You swapped the 30-minute phone screen for a one-way video interview. Candidates record answers on their own time. You review when it fits your schedule. Everybody wins.
Except the responses are flat. Candidates recite polished summaries of their resume. They give vague, safe answers that could apply to any role at any company. Three candidates in, and you can't tell them apart.
The problem isn't the format. It's the questions. Most one-way interview questions are recycled phone screen scripts, and that's exactly why they fail.
Phone screen questions don't work in async format
An automated phone screen is a conversation. You ask a question, the candidate answers, and you follow up based on what they say. Half the signal comes from those follow-ups. "Tell me more about that." "What happened next?" "How did your manager respond?"

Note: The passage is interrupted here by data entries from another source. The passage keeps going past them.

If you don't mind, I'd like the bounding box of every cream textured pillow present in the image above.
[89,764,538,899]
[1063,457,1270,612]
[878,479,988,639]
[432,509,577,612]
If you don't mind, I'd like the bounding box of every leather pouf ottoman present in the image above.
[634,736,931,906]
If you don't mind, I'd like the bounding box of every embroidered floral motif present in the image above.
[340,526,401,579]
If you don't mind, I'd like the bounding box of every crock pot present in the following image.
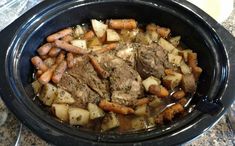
[0,0,235,146]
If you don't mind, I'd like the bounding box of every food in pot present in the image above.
[31,19,202,132]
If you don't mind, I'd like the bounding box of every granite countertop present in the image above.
[0,0,235,146]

One-way interviews strip out the follow-ups entirely. The candidate sees your question, records their answer, and moves on. There's no back-and-forth. No way to dig deeper when something interesting comes up.
This changes what "good question" means.
On a phone screen, a broad question like "Tell me about your last role" works fine. You'll steer the conversation where it needs to go. In a one-way interview, that same question produces a two-minute resume recitation. The candidate doesn't know what you're actually looking for, so they cover everything and say nothing.
One-way interview questions need to be self-contained. Each question should force the candidate to reveal how they think, not just what they've done. No follow-ups means every question has to earn its spot.
Three question types that surface real signal
After reviewing thousands of async responses, a pattern emerges. Three question types consistently produce answers you can actually evaluate.
Scenario questions
Give the candidate a specific situation and ask them to walk through their approach. Not "How do you handle conflict?" but "A customer calls and says they were charged twice. Your system shows only one charge. Walk me through what you do."
Scenario questions work in async format because they're self-contained. The candidate can't give a vague answer. They have to demonstrate a thought process. You're watching them solve a problem in real time, which is closer to the actual work than anything a resume can tell you.
Good scenario questions share three traits. They describe a situation the candidate would realistically face. They have more than one reasonable approach. And they require the candidate to explain their reasoning, not just their conclusion.
Self-assessment questions
Ask candidates to evaluate their own abilities honestly. "What's one area where you're still developing as a [role]?" "Describe a time you received feedback that was hard to hear. What changed?"
These questions reveal self-awareness, which is one of the hardest things to assess on paper. Candidates who can articulate what they're working on tend to be more coachable than candidates who position everything as a strength.
The key is specificity. "What are your weaknesses?" gets rehearsed answers. "Tell me about a skill you had to learn on the job in the past year" gets real ones.
Work-sample questions
Ask the candidate to do a small version of the actual work. "Here's a customer email. Record yourself drafting a response and explain your approach."
Work-sample questions are the gold standard for one-way interviews because they show you what the candidate can do, not what they say they can do. They're harder to game with AI or rehearsed scripts because the answer depends on the candidate's actual judgment.
You don't need to create a full take-home assignment. Even a 60-second work-sample prompt produces more signal than five minutes of "Tell me about yourself."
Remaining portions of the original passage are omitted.